If the desire of the Father not to spare his own Son isn’t mind boggling enough, the Son decides to accept the Father’s plan. In Gethsemane, Jesus chose the Cross. In Gethsemane, Jesus said “yes” to Calvary. The totality of Jesus’ love is revealed by laying down his life for us. Jesus is so other-oriented, so devoted to us, that he is willing to surrender his very life.
That’s the reason for which St. Catherine of Siena referred to God as a “Crazy Lover”. God’s love is so excessive that it appears irrational. Our human minds are too limited to comprehend the depth of such radical love. It is for this reason that we refer to the “Redemption” as a “mystery”.
Our faith is not an abstract notion or a thing. Our faith is a someone – a person who gave himself up to death out of love for us. What a gift, what a blessing we have in the Cross! Although the Passion narrative that has just been proclaimed offers graphic details of violence, suffering, agony and death, today is called “Good” Friday. The Cross truly is “good” news for me, for you and for our world!
The 2nd message of the Cross: Christ has given us an example to follow. Fr. Raymond Farrell, who served as pastor at CKC from 1981-1987, was fond of saying “The Cross is the “I” crossed out; the Cross is the “me” crossed out”. What Fr. Farrell was saying is that, like Jesus, we are to take our eyes off ourselves and put the needs of others ahead of ourselves.
At the end of March, a very public example was given to us about what it means to imitate Jesus’ self-giving love. Fr. Giuseppe Berardelli, a 72-year-old Italian priest, became infected with COVID-19 and was hospitalized. He needed a respirator, but the hospital didn’t have any more. So, his parishioners bought him one. When Fr.Berardelli found out that a younger patient also needed one, he refused to take the respirator and offered it instead to the younger patient, who was a total stranger. As a result, the priest died from the coronavirus. In a moment of personal darkness, this priest took his eyes off himself and put the needs of someone he didn’t even know ahead of his own.
Most of us will not be called upon to make such a drastic sacrifice.

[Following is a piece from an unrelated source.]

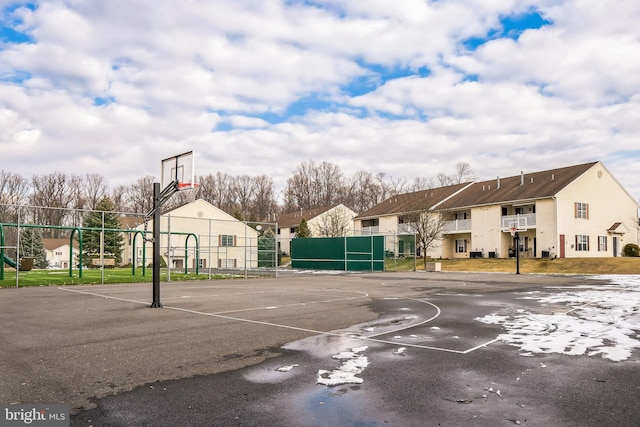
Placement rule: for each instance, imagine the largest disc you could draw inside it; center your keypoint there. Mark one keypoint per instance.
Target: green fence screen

But Jesus is inviting us to lay down our lives – whatever that may look like in the unique circumstances of our individual lives.
In our current situation, health care professionals, essential workers, transportation providers, 1st responders, law enforcement, caregivers, volunteers risking their own lives to ensure our health and safety – these are all examples of the “I” crossed out.
Reaching out to another person by mail, telephone, email, text, or virtual connection; showing solidarity with someone’s loneliness or bereavement by leaving a meal, a book or flowers on their doorstep; showing support by volunteering to make masks or deliver food; praying for someone’s family other than our own; praying for another city, province or country other than our own – all these small everyday gestures are examples of the “me” crossed out.
Make no mistake: to be a disciple of the Lord in 2020 is to give one’s life in loving care, concern and compassion to those around us.
Later in this Service, the Adoration of the Holy Cross will take place. When this happens, we are not participating in idol worship; we are not adoring the object made of wood. Rather, we are adoring him who hung on that wood and who shed his blood for us on that wood.
At that moment in our Liturgy, let us offer 2 prayers. First, let us thank God for being a crazy lover. As St. Paul says in his letter to the Romans, after the extravagant gift of his Son, there is absolutely nothing – not even a deadly pandemic – that can separate us from the perfect and unending love of God.
Second, let us ask God to help us to be like Jesus – to willingly give of ourselves in selfless service to each other.